Career progression and aspirations
Do you have a specific next career step in mind? What is needed to achieve that step? To what extent do the successes you identified above contribute to that aspiration?
- For many academics, their next career step will be achieved via promotion. Make sure you are familiar with the criteria and how these will be assessed for your discipline. Beware of relying on second-hand advice here; go to the source and read the criteria yourself. Many people talk themselves out of applying for promotion on the grounds that they feel, or have been ‘advised’, that they are not ready when, in fact, they do meet the criteria. If you’re unsure whether you meet all the criteria for promotion, seek advice from trusted colleagues, your head of department or the Academic Progression Team.

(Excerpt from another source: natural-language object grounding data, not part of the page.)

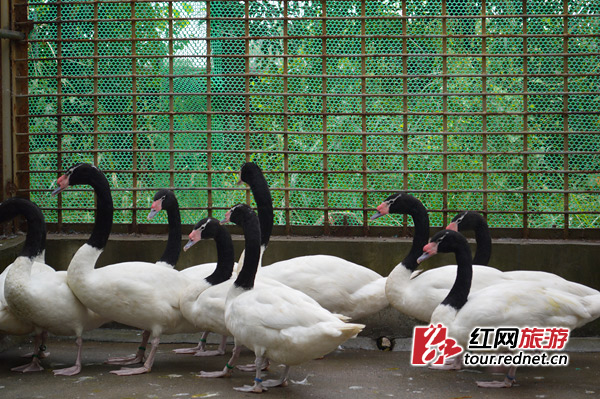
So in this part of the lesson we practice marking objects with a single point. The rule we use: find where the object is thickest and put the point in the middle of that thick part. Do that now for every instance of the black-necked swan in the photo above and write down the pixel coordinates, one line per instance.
(163, 199)
(507, 304)
(44, 299)
(273, 320)
(203, 302)
(10, 324)
(474, 221)
(418, 294)
(140, 294)
(338, 285)
(34, 247)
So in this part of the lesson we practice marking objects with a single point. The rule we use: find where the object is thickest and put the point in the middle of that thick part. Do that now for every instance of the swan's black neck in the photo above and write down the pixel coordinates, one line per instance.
(173, 248)
(35, 240)
(421, 237)
(484, 245)
(264, 206)
(104, 213)
(459, 292)
(252, 252)
(225, 257)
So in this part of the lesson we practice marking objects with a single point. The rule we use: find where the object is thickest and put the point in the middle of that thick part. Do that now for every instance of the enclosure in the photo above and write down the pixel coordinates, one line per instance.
(489, 106)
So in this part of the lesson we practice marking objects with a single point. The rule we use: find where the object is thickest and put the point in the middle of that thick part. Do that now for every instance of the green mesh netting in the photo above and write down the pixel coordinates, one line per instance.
(497, 114)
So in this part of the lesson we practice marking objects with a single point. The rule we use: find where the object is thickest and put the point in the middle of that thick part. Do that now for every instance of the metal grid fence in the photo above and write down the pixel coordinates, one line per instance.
(490, 105)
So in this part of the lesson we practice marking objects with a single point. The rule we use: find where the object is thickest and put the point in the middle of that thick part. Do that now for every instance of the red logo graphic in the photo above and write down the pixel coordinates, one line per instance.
(432, 346)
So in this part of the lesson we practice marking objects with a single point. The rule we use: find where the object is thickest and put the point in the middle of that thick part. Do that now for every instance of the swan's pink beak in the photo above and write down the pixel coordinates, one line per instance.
(195, 236)
(382, 210)
(63, 183)
(227, 217)
(155, 208)
(452, 226)
(428, 251)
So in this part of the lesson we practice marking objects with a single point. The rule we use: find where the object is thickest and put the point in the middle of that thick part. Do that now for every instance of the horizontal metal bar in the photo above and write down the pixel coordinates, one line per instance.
(294, 56)
(324, 76)
(275, 94)
(335, 190)
(292, 37)
(297, 133)
(489, 170)
(12, 34)
(275, 113)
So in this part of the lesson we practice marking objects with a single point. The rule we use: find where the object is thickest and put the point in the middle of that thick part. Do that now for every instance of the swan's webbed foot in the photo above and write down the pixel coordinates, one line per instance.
(256, 388)
(508, 382)
(33, 366)
(252, 366)
(131, 371)
(225, 373)
(187, 351)
(127, 360)
(205, 353)
(76, 369)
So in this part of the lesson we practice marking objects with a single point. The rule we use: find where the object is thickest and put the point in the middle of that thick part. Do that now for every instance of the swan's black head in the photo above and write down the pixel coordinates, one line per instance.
(250, 173)
(203, 230)
(467, 220)
(81, 173)
(443, 242)
(238, 214)
(400, 202)
(163, 199)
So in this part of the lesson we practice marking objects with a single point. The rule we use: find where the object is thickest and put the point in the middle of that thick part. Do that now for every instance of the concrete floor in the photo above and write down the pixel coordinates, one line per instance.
(347, 373)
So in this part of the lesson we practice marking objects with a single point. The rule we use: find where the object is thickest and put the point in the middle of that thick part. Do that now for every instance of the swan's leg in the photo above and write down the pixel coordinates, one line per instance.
(281, 382)
(133, 359)
(34, 365)
(147, 365)
(454, 363)
(219, 352)
(226, 372)
(77, 367)
(198, 348)
(508, 381)
(252, 367)
(39, 342)
(258, 386)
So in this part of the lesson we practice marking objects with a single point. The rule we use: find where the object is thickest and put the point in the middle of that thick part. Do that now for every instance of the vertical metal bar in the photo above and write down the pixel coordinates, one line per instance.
(286, 160)
(96, 83)
(59, 127)
(405, 108)
(171, 98)
(326, 227)
(133, 227)
(209, 199)
(363, 72)
(525, 126)
(6, 116)
(484, 176)
(444, 116)
(566, 117)
(247, 81)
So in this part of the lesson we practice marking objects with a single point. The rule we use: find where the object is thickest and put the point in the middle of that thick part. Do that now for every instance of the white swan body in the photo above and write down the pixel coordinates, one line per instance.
(10, 324)
(277, 322)
(46, 301)
(417, 293)
(336, 284)
(140, 294)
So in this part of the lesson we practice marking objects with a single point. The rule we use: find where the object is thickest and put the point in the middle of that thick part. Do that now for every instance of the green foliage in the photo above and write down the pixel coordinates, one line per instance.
(465, 133)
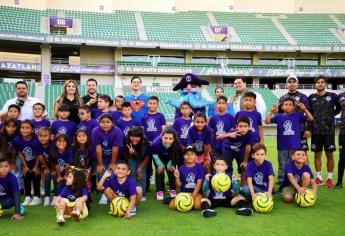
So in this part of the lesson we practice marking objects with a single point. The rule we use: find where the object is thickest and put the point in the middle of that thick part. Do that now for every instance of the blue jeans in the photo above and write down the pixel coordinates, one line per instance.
(246, 193)
(133, 165)
(284, 156)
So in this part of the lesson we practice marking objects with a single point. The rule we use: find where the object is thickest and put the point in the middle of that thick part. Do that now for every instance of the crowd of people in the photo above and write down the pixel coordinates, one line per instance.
(97, 143)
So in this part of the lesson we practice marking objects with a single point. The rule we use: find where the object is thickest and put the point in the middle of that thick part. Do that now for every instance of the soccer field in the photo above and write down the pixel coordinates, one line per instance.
(326, 217)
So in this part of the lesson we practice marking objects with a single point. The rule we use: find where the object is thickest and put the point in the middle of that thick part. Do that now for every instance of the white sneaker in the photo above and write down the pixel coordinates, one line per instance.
(46, 201)
(53, 201)
(103, 200)
(35, 201)
(27, 201)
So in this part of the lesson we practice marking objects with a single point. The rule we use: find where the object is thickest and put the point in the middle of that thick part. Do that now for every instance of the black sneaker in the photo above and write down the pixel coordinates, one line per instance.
(209, 213)
(244, 211)
(338, 186)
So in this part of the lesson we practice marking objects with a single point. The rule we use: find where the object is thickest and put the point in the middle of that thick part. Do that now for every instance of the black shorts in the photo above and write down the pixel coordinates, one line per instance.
(220, 203)
(321, 142)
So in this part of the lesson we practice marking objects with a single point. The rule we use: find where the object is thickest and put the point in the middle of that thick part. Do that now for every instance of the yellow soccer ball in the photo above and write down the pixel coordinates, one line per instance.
(184, 202)
(263, 203)
(221, 182)
(119, 206)
(306, 200)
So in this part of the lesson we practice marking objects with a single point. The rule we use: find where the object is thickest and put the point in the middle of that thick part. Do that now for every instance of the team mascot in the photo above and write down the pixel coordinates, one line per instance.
(190, 86)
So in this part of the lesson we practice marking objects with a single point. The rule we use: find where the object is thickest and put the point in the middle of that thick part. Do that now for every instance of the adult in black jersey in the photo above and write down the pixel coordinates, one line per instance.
(324, 106)
(292, 86)
(341, 163)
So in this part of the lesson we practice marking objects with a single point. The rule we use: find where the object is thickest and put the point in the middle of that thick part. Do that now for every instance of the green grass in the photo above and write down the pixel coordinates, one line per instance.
(326, 217)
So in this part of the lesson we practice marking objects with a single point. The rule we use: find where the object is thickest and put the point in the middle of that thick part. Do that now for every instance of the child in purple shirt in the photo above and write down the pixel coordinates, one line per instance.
(288, 130)
(121, 185)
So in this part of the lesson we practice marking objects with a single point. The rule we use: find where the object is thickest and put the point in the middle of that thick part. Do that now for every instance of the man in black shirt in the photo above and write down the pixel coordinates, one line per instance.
(341, 163)
(298, 97)
(324, 106)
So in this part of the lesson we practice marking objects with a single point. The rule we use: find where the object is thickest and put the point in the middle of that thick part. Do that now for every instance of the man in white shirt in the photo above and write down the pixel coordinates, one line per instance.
(23, 100)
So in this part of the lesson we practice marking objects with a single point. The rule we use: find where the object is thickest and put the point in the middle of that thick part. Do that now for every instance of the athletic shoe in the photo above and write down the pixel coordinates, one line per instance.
(46, 201)
(75, 215)
(160, 196)
(172, 193)
(244, 211)
(209, 213)
(318, 181)
(35, 201)
(60, 220)
(143, 199)
(133, 211)
(103, 200)
(27, 201)
(53, 201)
(329, 183)
(338, 186)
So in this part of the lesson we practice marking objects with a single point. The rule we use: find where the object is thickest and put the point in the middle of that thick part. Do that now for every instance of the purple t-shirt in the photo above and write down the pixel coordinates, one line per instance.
(125, 125)
(44, 151)
(27, 148)
(64, 127)
(255, 121)
(64, 158)
(8, 186)
(220, 124)
(239, 143)
(260, 174)
(126, 189)
(70, 196)
(288, 130)
(96, 114)
(189, 177)
(297, 173)
(152, 124)
(181, 126)
(107, 141)
(39, 124)
(213, 195)
(199, 140)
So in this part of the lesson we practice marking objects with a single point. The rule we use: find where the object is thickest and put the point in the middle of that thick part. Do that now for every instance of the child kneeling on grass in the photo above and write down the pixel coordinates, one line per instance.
(9, 190)
(298, 176)
(189, 178)
(222, 199)
(121, 185)
(73, 200)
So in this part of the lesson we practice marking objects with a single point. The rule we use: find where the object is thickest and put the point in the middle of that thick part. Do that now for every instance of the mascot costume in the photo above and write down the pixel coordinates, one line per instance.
(190, 87)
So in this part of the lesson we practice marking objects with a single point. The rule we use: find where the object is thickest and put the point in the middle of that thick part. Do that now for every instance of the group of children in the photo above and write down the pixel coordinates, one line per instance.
(111, 152)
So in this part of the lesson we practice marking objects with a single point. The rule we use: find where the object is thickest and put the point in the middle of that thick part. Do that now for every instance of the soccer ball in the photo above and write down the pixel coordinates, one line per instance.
(221, 182)
(263, 203)
(306, 200)
(118, 206)
(184, 202)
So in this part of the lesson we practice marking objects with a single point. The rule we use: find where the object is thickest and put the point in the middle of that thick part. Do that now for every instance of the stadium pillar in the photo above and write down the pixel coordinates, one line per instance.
(188, 56)
(45, 64)
(323, 59)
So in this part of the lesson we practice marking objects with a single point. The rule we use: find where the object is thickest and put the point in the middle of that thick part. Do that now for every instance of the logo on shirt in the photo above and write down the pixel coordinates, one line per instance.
(288, 128)
(190, 179)
(2, 191)
(199, 146)
(62, 130)
(219, 195)
(220, 128)
(27, 151)
(236, 146)
(184, 131)
(259, 179)
(151, 125)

- There is evidence that academic staff from under-represented and/or minoritised groups are disproportionately likely to hold themselves back from applying for promotion and/or may be held to different standards. Pay gaps and lower numbers of professors from these groups also attest to this ongoing inequality. Imperial has a number of initiatives to tackle the issues, including a gender de-coding tool to mitigate hidden bias.
- A classic careers advice tip is to behave as if you are at the next grade before you apply for it. What role models do you have for people at the grade you want to achieve? How do they speak, act, behave? How do you feel when you compare yourself to them? What would it look like if you were acting at their level?
- Lastly, it can be tempting to focus on job titles as demonstrable evidence of progression, particularly in a hierarchised setting like academia. There’s nothing wrong with climbing up the management hierarchy if doing so genuinely motivates you and/or fulfils your needs. But there are other valid measures of success, such as producing research which aligns with your sense of purpose or developing innovative teaching which aligns with your educational values. Don’t chase another person’s definition of success – define and pursue your own success.